His Hendrixian-derived guitar, in cahoots with Bernie Worrell's screeching organ (still a long way from the spacey sound he would develop later), makes quite the racket. By golly, it does! And to think I've listened to plenty of noisier music, and in spades: metal, hard rock, classical, jazz, the Dillinger Escape Plan. Yet what the Funkadelic bring out on the title track of "Free Your Mind...And Your Ass Will Follow" is a peculiar intertwining of beautifully screeching and penetrating sounds that leave your ears bleeding, indeed. Not that the entire album is like this (but almost), there's room for some gentler sounds, within the limits of funkadelicism (one of my new religions, so long to the parish priest). In any case, what emerges from the album is an aggressive sound, scrappy. A deliberately rough diamond. As with any respectable album of the Parliafunkadelicment Thang, there is melody, of course: "I Wanna Know If It's Good To You" (BABE!!!), "Funky Dollar Bill", "Some More", or the nice 2005 bonus track "Fish, Chips And Sweat" (fish and chips all over the place!), but it still remains surrounded and seasoned with the wild energy of the ensemble.

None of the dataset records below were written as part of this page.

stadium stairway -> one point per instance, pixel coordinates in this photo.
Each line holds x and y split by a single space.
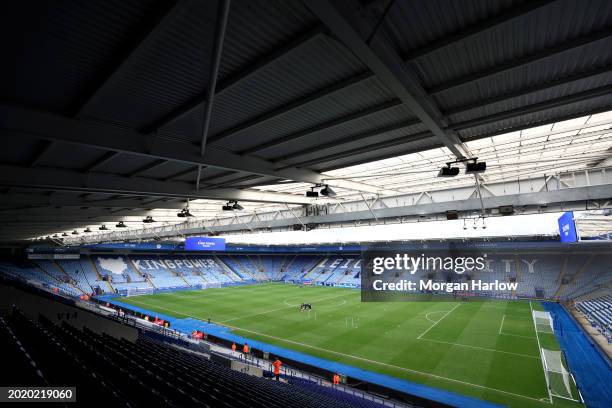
593 373
146 372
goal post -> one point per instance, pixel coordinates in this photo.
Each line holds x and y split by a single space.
543 322
558 376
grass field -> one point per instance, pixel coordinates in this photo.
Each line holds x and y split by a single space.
488 350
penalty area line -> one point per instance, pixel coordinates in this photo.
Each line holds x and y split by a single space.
381 363
357 357
437 321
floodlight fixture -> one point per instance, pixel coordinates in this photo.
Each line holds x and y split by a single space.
328 192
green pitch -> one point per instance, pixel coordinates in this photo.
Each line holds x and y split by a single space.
488 350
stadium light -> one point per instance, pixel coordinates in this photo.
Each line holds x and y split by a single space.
184 213
312 193
448 171
231 206
328 192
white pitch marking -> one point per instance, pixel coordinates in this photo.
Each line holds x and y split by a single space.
442 318
502 323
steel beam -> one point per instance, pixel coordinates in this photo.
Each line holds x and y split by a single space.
66 180
476 28
60 200
536 107
133 52
221 24
323 126
577 76
237 79
520 61
382 59
292 106
528 201
16 123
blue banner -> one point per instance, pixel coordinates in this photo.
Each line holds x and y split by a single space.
204 244
567 227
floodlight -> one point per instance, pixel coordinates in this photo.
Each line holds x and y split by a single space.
312 193
184 213
475 167
448 171
328 192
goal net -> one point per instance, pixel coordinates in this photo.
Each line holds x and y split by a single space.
543 321
558 377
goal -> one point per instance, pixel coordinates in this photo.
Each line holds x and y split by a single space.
543 322
556 373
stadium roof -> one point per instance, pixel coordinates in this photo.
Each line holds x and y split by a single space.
113 108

The group wanted to see if they could record an album entirely under the influence of acid. They could. Not a masterpiece (it's in that vast limbo between three and four stars, which we'll call 3.5 to make life easier), but a good album, yes, a good album with some bursts of genius. In this second album by Funkadelic (year of our Lord 1970), the wandering discourse begun a few months earlier with the eponymous debut continues; it's black rock, it's psychedelia (at its peak in the conclusive "Eulogy And Light"), it's soul, it's funk, it's Funkadelic.